Bad debt charges for Ireland surged by 45pc to £4.3bn in 2010, and rose 60pc to £1.3bn in Australia  -  reflecting HBOS's reckless pursuit of growth.

Lloyds showed that it too had made some questionable loan decisions, after revealing that it booked a £365m loss on two oil rigs in Singapore related to loans to SeaDragon offshore.

Enlarge   Lloyds' rocky road to recovery

Back in the black: The results were the last to be presented by chief Eric Daniels


Overall, a big drop in impairment charges enabled the bank to move back into the black with an underlying pre-tax profit of £2.2bn, compared to losses of £6.3bn a year earlier.

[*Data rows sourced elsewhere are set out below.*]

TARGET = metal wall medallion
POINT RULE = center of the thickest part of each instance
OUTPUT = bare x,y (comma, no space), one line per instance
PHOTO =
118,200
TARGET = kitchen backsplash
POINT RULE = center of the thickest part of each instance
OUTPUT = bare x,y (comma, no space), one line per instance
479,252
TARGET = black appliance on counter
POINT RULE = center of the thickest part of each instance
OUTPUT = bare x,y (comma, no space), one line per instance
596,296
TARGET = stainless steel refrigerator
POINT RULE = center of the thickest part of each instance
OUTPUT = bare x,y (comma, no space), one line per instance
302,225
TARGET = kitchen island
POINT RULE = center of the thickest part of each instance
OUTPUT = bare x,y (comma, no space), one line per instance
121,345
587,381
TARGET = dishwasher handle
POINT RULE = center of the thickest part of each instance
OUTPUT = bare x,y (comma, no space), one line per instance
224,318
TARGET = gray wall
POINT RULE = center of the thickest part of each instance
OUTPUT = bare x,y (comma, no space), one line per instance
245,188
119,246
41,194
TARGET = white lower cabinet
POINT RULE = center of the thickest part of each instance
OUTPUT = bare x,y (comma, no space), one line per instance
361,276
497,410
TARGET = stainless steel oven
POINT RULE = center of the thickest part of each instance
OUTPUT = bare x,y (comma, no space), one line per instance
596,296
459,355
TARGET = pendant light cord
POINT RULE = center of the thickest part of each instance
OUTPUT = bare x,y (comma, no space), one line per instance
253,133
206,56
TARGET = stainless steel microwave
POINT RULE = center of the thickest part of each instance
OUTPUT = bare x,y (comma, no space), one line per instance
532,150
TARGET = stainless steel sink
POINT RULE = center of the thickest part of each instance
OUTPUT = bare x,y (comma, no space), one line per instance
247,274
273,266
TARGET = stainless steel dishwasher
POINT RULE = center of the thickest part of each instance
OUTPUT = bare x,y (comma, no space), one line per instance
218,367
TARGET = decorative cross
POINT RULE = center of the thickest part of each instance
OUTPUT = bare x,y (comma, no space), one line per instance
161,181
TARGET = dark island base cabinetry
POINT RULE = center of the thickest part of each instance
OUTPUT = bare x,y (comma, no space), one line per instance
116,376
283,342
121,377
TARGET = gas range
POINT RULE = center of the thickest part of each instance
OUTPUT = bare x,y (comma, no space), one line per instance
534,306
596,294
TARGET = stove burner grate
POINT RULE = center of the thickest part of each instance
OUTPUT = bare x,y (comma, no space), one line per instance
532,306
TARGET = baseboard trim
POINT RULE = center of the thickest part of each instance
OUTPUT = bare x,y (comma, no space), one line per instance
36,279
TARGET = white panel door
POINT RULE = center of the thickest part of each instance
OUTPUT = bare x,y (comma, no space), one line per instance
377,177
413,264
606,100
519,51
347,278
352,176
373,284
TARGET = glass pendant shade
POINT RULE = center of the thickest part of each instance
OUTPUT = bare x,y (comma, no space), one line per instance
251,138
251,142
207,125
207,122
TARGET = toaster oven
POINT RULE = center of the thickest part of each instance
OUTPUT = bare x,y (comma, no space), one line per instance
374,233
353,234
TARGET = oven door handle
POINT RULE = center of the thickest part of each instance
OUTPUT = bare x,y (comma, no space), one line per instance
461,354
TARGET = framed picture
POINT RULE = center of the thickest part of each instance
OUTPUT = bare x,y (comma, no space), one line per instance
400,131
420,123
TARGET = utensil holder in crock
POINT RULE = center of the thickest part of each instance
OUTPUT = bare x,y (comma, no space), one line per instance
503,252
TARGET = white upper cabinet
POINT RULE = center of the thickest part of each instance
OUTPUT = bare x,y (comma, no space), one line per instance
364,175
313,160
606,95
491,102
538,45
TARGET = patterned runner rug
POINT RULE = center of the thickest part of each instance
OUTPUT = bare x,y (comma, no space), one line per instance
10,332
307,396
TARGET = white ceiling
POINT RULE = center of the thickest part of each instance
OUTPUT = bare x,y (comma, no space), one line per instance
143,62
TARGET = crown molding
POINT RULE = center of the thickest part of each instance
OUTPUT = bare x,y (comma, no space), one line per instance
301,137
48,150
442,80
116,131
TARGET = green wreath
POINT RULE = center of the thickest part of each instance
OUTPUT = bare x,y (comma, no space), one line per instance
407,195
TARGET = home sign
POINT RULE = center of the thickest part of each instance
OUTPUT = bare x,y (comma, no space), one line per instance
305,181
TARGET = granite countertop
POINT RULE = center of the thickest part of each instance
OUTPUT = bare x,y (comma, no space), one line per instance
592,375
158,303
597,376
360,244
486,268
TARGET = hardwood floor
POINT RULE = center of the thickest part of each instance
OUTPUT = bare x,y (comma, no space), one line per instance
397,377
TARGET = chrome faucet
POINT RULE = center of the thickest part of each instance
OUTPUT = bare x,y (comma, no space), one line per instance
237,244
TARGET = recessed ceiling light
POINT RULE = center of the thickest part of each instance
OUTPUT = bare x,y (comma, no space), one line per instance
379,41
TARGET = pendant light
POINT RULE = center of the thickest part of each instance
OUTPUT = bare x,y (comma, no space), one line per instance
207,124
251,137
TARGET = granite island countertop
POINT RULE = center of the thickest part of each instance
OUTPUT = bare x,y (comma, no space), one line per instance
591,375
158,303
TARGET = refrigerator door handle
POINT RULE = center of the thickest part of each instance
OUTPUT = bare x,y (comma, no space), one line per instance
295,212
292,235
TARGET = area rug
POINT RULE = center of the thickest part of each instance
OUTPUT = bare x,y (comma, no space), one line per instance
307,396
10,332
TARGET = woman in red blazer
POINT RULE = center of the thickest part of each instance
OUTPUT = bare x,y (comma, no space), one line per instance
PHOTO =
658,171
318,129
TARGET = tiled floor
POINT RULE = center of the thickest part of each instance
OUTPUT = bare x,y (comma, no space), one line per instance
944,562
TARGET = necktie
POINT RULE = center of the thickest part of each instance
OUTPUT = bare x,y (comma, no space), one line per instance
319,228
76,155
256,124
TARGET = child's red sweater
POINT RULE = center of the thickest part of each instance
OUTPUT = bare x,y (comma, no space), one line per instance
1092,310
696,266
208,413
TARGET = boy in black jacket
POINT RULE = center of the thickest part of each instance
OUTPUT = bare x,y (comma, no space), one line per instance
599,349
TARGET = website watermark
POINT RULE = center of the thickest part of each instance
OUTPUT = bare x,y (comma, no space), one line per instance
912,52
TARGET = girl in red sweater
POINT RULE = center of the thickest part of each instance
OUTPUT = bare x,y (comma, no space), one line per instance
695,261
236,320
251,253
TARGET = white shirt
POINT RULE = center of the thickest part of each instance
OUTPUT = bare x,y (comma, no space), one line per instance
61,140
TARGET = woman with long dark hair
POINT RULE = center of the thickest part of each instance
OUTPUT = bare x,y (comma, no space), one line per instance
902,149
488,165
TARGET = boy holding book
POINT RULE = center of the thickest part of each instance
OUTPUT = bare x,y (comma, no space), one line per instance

But at the bottom line, the loss to shareholders was £320m  -  meaning the Government doesn't receive a penny in corporation tax and investors will have to wait before seeing any benefits or a dividend from the HBOS/Lloyds tie-up.

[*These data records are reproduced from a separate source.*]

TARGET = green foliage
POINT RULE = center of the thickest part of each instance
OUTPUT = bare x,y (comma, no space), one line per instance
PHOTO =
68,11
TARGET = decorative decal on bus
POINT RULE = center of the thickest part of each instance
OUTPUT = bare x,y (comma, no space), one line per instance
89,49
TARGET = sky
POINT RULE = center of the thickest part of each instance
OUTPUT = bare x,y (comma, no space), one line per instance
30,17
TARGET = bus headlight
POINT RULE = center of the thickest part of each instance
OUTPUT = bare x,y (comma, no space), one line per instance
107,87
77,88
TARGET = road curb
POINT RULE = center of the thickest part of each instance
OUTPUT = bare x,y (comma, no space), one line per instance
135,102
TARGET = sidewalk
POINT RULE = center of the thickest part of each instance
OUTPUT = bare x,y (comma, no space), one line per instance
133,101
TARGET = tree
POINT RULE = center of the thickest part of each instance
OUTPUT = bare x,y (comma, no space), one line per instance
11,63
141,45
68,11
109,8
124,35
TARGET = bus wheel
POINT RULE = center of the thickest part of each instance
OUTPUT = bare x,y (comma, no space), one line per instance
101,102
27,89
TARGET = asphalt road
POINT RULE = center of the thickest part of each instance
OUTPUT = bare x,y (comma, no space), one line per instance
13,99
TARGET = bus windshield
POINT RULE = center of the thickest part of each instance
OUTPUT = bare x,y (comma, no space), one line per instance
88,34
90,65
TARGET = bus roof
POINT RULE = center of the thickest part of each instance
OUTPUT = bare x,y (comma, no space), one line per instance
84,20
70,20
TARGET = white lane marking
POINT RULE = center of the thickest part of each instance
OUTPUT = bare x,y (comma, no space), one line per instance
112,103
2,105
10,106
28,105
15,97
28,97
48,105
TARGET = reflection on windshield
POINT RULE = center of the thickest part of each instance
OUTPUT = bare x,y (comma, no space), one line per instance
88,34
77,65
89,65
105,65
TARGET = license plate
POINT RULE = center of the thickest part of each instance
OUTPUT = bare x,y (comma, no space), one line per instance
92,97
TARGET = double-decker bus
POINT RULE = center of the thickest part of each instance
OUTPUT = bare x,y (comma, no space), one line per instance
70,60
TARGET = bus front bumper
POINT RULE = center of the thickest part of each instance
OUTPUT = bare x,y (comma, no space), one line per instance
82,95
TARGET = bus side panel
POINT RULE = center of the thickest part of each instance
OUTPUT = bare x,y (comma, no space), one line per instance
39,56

In his final presentation before handing over to new chief Antonio Horta-Osorio next week, Daniels insisted that 'the combined entity is doing very well' and the merger will end up being 'a very good deal for all of our stakeholders'.

Shares in Lloyds, which is 41pcowned by the government, fell 2.93p to 62.85p. They are a far cry from the 280p price enjoyed by Lloyds shareholders before the merger was announced in 2008.

But chairman Sir Win Bischoff said the company was 'extremely grateful' to Daniels for doing 'an absolutely fabulous job'.

As well as lower bad debt charges, profitability has also been improved by an increase in margins on the high street banking business, as customers move off their discount mortgage offers on to less attractive standard-variable rates. Total loans to businesses are down, but Lloyds has lent out more to small firms.

Daniels pointed out, to the disappointment of some analysts, that retail margins probably won't fatten much further next year.

There is also some concern about a rise in mortgage impairments, with Lloyds now expecting house prices to fall 2pc in 2011.

The merger which has led to 26,000 announced job cuts, has not come cheap. integration costs including staff severance packages rose to £1.7bn in 2010, from £1.1bn in 2009.

The bank refused to say how much money it was handing to staff in bonuses, but said the overall pot was lower than last year. nor would Daniels, who was awarded a £1.45m bonus for last year, say how many staff were made millionaires.

He said the board 'showed restraint' but also paid staff the market rate.